Akşener şunları söyledi:

*Bu korkakların bu açıkça dürüstçe mücadele edemeyen korkakların yüzlerine ayna tutmaktır amacım. geçen hafta önünüze bakmayın utanıyorsunuz biliyorum, fosforlu Meral diye bir tag çalışması yapıldı. 

*Bu tag'ın nereden niçin geldiğini beş yıl evvel yol yürüdüğümüz arkadaşlarımız bilirler. Bahçeli, Konya'dan üst kurul delegelerini çağırdı ve orada bana 'Fosforlu Cevriye' dedi. 

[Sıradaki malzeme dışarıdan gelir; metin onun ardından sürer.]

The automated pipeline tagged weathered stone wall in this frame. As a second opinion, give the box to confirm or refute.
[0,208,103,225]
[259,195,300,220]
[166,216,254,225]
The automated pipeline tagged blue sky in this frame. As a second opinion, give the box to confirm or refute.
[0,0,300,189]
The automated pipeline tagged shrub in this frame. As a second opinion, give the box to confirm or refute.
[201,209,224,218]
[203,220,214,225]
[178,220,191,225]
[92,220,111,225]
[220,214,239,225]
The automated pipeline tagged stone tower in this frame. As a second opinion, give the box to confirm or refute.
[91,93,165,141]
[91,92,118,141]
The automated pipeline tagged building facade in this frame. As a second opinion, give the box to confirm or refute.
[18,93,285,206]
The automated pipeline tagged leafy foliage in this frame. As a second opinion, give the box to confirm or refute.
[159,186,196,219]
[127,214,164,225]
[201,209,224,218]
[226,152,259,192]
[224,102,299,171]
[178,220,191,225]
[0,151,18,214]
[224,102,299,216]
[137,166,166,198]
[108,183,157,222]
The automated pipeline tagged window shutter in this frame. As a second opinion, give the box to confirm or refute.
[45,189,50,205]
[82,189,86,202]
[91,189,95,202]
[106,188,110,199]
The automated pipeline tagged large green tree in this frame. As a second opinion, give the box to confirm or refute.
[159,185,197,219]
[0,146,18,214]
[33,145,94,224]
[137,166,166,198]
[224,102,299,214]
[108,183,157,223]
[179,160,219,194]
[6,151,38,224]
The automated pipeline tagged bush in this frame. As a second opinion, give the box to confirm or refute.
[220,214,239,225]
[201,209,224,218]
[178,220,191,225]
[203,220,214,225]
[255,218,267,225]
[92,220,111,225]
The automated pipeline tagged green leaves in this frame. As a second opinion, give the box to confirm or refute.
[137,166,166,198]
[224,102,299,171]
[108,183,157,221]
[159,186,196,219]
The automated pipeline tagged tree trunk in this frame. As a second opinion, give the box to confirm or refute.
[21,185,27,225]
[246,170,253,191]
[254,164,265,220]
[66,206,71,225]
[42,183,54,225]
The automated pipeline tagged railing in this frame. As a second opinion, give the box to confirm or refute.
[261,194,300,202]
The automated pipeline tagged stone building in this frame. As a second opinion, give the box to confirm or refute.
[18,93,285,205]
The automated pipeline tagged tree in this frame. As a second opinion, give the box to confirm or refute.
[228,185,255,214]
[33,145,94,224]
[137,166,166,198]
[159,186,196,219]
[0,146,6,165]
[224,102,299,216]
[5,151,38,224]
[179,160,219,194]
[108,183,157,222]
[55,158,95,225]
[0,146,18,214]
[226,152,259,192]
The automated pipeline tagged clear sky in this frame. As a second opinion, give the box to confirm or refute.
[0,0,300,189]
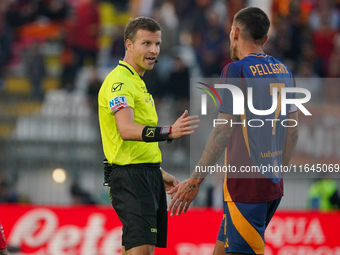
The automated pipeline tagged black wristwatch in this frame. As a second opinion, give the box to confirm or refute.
[159,126,173,143]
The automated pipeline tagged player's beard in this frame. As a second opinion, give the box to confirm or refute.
[230,45,239,60]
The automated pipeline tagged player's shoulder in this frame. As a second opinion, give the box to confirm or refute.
[221,60,243,78]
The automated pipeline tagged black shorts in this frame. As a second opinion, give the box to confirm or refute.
[109,164,168,250]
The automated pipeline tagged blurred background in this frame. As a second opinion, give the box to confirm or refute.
[0,0,340,209]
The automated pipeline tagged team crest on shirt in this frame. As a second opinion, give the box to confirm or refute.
[109,96,129,112]
[111,82,124,92]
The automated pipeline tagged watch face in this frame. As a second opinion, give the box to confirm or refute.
[160,126,170,134]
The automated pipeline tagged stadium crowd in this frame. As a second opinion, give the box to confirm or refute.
[0,0,340,206]
[0,0,340,98]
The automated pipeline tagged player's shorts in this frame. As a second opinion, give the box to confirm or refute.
[217,198,281,254]
[109,164,168,250]
[0,223,7,250]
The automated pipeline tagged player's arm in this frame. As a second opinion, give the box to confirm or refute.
[282,112,299,166]
[115,107,199,142]
[160,168,179,195]
[168,113,237,216]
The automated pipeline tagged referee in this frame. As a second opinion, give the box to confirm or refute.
[98,17,199,255]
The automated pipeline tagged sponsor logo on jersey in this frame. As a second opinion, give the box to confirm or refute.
[111,82,124,92]
[109,96,129,112]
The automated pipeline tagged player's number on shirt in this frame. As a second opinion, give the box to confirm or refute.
[269,83,286,135]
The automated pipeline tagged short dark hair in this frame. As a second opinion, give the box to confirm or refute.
[234,7,270,44]
[124,16,161,42]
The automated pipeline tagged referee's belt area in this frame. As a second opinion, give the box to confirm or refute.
[103,158,160,186]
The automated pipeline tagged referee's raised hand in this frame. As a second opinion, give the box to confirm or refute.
[169,110,200,139]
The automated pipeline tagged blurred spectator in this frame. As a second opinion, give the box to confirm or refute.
[0,176,18,203]
[0,1,12,91]
[166,56,190,100]
[206,173,224,209]
[312,7,337,74]
[66,0,100,70]
[298,42,325,77]
[308,178,340,211]
[309,0,340,31]
[87,68,103,114]
[60,43,77,91]
[37,0,69,21]
[26,42,46,100]
[196,4,226,77]
[154,1,179,83]
[108,25,125,67]
[328,33,340,78]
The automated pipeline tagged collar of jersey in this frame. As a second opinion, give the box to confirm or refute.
[118,60,136,75]
[247,53,267,58]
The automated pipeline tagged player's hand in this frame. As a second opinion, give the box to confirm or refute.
[162,170,179,199]
[169,110,200,139]
[167,178,200,216]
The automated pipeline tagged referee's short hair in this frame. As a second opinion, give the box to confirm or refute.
[124,16,161,46]
[234,7,270,44]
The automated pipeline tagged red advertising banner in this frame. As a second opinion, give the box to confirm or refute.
[0,205,340,255]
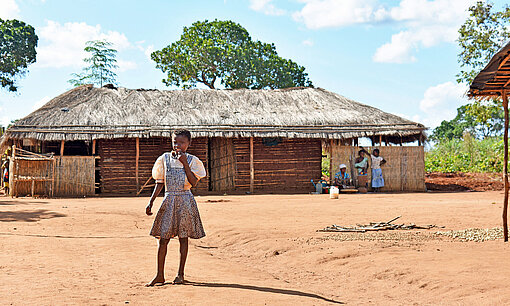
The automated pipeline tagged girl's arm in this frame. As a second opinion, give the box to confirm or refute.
[360,147,372,155]
[145,182,165,216]
[179,154,198,187]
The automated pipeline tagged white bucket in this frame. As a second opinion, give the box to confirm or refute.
[329,186,340,199]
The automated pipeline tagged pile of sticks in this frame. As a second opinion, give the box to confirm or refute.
[318,216,438,233]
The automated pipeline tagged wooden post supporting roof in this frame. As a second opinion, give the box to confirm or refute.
[329,139,335,184]
[135,137,140,192]
[468,43,510,242]
[250,137,255,193]
[502,90,508,242]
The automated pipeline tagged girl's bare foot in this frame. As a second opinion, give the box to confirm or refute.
[173,275,184,285]
[145,275,165,287]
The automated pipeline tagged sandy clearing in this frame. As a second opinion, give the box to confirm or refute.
[0,192,510,305]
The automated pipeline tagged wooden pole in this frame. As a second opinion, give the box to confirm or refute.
[135,137,140,191]
[9,145,16,198]
[250,137,255,193]
[503,90,508,242]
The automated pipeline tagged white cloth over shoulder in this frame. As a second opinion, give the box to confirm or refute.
[371,155,384,169]
[152,153,206,190]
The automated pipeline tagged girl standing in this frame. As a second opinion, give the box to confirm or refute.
[363,149,386,192]
[145,130,206,286]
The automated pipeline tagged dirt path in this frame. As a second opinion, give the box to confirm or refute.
[0,192,510,305]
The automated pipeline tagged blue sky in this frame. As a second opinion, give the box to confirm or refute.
[0,0,504,127]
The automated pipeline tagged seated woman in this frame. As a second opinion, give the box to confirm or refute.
[335,164,351,188]
[354,150,368,175]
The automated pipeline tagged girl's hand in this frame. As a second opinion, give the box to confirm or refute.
[145,203,152,216]
[179,153,188,165]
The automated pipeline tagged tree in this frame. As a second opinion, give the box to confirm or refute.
[444,1,510,140]
[68,40,118,87]
[151,20,312,89]
[430,105,477,141]
[0,19,39,92]
[430,100,504,141]
[457,1,510,84]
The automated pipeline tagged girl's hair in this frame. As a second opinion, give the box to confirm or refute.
[174,130,191,141]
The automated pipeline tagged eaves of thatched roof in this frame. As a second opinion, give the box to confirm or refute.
[468,42,510,98]
[2,85,426,141]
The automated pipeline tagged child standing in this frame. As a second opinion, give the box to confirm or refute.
[363,149,386,192]
[354,150,368,175]
[145,130,206,286]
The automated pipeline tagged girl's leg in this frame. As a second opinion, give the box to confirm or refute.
[174,237,188,284]
[147,238,170,286]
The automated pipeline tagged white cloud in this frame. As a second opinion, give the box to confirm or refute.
[292,0,386,29]
[144,45,154,60]
[250,0,287,16]
[37,21,132,68]
[301,39,313,47]
[372,31,417,64]
[420,82,467,128]
[293,0,475,63]
[32,96,51,111]
[117,59,138,72]
[0,0,19,19]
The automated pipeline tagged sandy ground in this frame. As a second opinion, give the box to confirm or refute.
[0,192,510,305]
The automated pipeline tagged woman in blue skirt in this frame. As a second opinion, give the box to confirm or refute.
[363,149,386,192]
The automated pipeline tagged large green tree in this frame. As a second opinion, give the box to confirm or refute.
[68,40,118,87]
[457,1,510,84]
[0,19,39,92]
[151,20,312,89]
[429,102,503,142]
[431,1,510,140]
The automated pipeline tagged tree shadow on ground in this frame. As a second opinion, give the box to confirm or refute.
[0,209,67,222]
[184,281,345,304]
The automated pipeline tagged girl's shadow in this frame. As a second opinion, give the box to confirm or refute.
[184,281,345,304]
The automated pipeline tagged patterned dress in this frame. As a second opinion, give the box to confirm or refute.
[150,153,205,239]
[372,155,384,188]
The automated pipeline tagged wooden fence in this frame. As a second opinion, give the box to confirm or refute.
[9,149,95,197]
[331,145,426,191]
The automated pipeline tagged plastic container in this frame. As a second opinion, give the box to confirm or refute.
[329,186,340,199]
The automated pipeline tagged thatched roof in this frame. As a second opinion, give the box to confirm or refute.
[2,85,426,141]
[468,42,510,97]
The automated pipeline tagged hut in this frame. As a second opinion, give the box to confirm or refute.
[468,42,510,242]
[3,85,426,194]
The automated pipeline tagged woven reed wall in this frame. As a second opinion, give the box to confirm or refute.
[97,137,209,194]
[54,156,96,197]
[13,156,95,197]
[331,145,426,191]
[233,138,322,192]
[9,158,53,197]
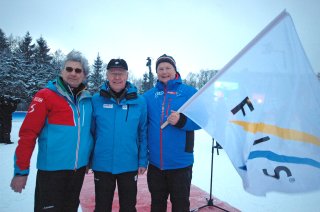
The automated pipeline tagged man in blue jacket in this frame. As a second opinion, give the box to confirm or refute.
[92,59,147,212]
[11,51,93,212]
[144,54,199,212]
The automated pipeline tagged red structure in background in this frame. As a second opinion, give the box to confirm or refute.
[80,173,240,212]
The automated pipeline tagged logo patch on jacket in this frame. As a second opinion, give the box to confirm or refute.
[103,104,113,108]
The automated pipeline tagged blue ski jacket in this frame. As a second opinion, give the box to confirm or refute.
[144,74,200,170]
[92,82,148,174]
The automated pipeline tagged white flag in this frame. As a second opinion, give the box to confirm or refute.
[179,11,320,195]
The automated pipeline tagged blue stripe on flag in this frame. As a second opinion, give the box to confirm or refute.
[248,151,320,168]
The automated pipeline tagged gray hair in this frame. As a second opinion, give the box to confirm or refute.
[61,50,89,76]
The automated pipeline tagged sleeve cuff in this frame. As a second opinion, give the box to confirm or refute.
[174,113,187,128]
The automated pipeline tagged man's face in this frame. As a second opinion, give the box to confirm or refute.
[61,61,86,88]
[107,68,128,92]
[157,62,176,84]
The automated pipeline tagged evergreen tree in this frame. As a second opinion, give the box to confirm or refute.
[88,54,104,93]
[0,29,10,54]
[197,70,218,89]
[18,32,35,64]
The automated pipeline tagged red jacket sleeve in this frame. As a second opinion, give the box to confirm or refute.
[15,89,49,170]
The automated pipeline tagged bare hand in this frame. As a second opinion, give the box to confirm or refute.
[138,167,147,175]
[10,176,28,193]
[167,110,180,125]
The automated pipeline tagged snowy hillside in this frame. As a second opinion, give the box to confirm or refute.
[0,118,320,212]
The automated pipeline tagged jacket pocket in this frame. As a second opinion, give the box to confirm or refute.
[185,131,194,153]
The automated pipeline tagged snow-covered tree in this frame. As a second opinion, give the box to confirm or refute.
[34,37,52,64]
[17,32,35,64]
[88,54,104,93]
[0,29,10,53]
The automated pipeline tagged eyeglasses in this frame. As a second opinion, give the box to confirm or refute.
[108,71,127,77]
[66,67,82,74]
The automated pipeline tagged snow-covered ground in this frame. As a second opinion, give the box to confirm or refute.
[0,118,320,212]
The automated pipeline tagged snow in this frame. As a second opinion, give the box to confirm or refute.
[0,118,320,212]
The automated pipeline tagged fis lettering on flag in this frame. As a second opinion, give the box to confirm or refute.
[179,11,320,195]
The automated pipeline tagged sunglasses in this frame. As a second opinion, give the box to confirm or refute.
[66,67,82,74]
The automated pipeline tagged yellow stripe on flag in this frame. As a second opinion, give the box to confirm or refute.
[231,120,320,146]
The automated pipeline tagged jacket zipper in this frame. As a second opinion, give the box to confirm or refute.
[160,88,167,170]
[74,99,81,172]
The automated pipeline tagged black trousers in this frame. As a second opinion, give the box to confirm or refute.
[34,167,86,212]
[147,164,192,212]
[93,171,138,212]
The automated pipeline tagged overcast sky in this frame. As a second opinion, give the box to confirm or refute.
[0,0,320,78]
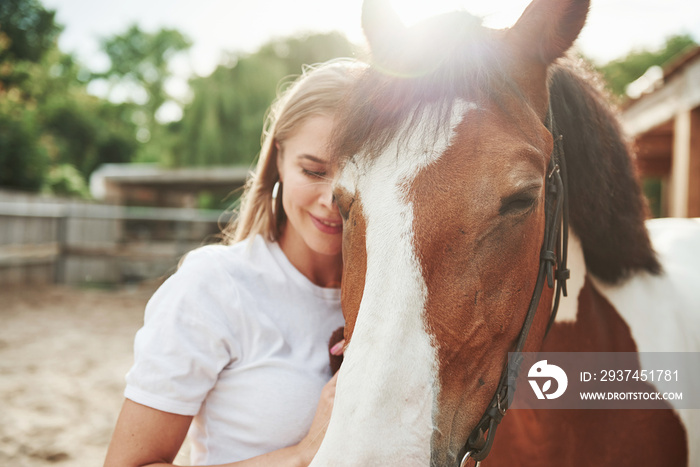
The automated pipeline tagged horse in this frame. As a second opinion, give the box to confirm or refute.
[311,0,700,467]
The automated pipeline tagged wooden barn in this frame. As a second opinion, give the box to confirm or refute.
[622,47,700,217]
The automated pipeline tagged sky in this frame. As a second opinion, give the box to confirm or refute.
[40,0,700,120]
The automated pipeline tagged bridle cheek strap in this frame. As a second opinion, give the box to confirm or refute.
[458,111,569,467]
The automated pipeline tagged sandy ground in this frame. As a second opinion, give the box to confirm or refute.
[0,285,191,467]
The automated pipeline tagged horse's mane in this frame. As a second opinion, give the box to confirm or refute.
[331,11,519,163]
[549,60,661,282]
[331,12,661,282]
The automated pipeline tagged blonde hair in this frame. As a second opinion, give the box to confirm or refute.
[222,59,365,244]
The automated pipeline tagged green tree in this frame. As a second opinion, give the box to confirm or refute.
[93,25,192,161]
[0,0,61,88]
[169,32,353,166]
[0,0,137,196]
[599,34,697,96]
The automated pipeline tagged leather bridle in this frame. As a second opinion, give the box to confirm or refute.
[457,108,569,467]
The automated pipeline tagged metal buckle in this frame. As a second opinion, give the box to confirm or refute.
[496,394,507,417]
[459,451,481,467]
[547,164,559,180]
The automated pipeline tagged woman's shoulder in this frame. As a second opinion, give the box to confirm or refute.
[177,235,271,276]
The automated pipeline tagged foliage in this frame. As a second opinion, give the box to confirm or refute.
[170,33,353,166]
[0,0,61,71]
[599,34,697,96]
[42,164,90,198]
[0,112,48,191]
[0,0,137,196]
[93,25,192,160]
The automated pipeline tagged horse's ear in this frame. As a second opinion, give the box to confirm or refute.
[506,0,590,66]
[362,0,407,69]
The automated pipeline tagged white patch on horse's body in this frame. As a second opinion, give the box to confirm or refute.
[311,102,473,467]
[591,219,700,465]
[552,229,586,323]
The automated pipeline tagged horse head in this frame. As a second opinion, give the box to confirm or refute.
[312,0,600,466]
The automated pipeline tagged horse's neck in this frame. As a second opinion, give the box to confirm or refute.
[543,219,700,352]
[542,232,638,352]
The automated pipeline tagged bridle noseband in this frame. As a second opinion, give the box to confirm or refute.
[457,108,569,467]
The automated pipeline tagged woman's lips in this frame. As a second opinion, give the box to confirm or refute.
[309,214,343,235]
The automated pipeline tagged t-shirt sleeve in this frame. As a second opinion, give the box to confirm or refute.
[124,249,238,415]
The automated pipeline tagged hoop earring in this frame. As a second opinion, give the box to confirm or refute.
[272,180,282,216]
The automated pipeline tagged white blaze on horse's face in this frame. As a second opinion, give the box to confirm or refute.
[312,102,474,466]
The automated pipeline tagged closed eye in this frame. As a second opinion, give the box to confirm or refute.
[301,169,326,178]
[498,192,539,216]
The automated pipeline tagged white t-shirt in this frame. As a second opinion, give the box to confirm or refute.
[124,236,343,465]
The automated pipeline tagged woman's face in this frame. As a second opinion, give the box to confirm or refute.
[277,116,343,255]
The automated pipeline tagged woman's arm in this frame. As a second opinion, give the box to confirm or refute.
[104,376,336,467]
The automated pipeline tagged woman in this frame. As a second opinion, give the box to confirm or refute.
[105,61,362,467]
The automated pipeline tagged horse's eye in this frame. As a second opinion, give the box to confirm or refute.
[498,193,537,216]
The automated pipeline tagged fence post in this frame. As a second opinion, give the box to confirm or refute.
[54,210,69,284]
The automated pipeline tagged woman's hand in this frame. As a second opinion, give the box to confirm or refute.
[297,340,345,465]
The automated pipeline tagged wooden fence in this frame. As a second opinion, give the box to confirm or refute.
[0,193,234,285]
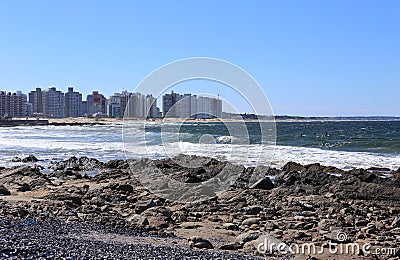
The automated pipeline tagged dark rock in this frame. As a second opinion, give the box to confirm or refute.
[392,217,400,228]
[240,205,263,215]
[0,184,11,196]
[135,199,156,214]
[22,155,39,163]
[242,218,260,226]
[117,184,133,194]
[219,242,243,250]
[188,236,214,249]
[367,167,391,172]
[17,183,31,192]
[127,214,149,227]
[282,162,304,172]
[250,177,274,190]
[104,160,129,169]
[236,231,261,243]
[141,206,172,228]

*Konyalı iki genç delege bunu tam da kast edildiği manada fahişe olarak algıladılar ve ağlayarak bana geldiler. Ben onlara kast ettikleri gibi olmadığını izah etmeye başladım. 47 doğumlu sayın Bahçeli'nin hepimizin geçmişte abi dediğimiz Bahçeli'nin o çok genç çocukların gözünde yerle bir olmasın diye 
Fosforlu Cevriye'nin fahişe olmadığını sert eli sopalı bir kadın olduğunu söylemek zorunda kaldım. 

*Ben onu korurken gelip giden herkese kahkahalar içinde tam bir yıl boyunca bunu söyledi. Sonra sistem yürümeye başladı 19 Haziran'da bir kongre yaptık. Ondan sonra benim 9 aylık erkek torunuma hem de nikâh şahidi olduğu oğlumun 
çocuğuna nesebi gayri sahih dedi. Bunu ifşa ettim ben birilerinin üzerine yıkıldı. Celal Adam isimli İstanbul milletvekili ve 50 doğumlu bu şahıs döndü hepimize bana, buradaki herkese sizin analarınız belli babalarınız belli değil dedi. 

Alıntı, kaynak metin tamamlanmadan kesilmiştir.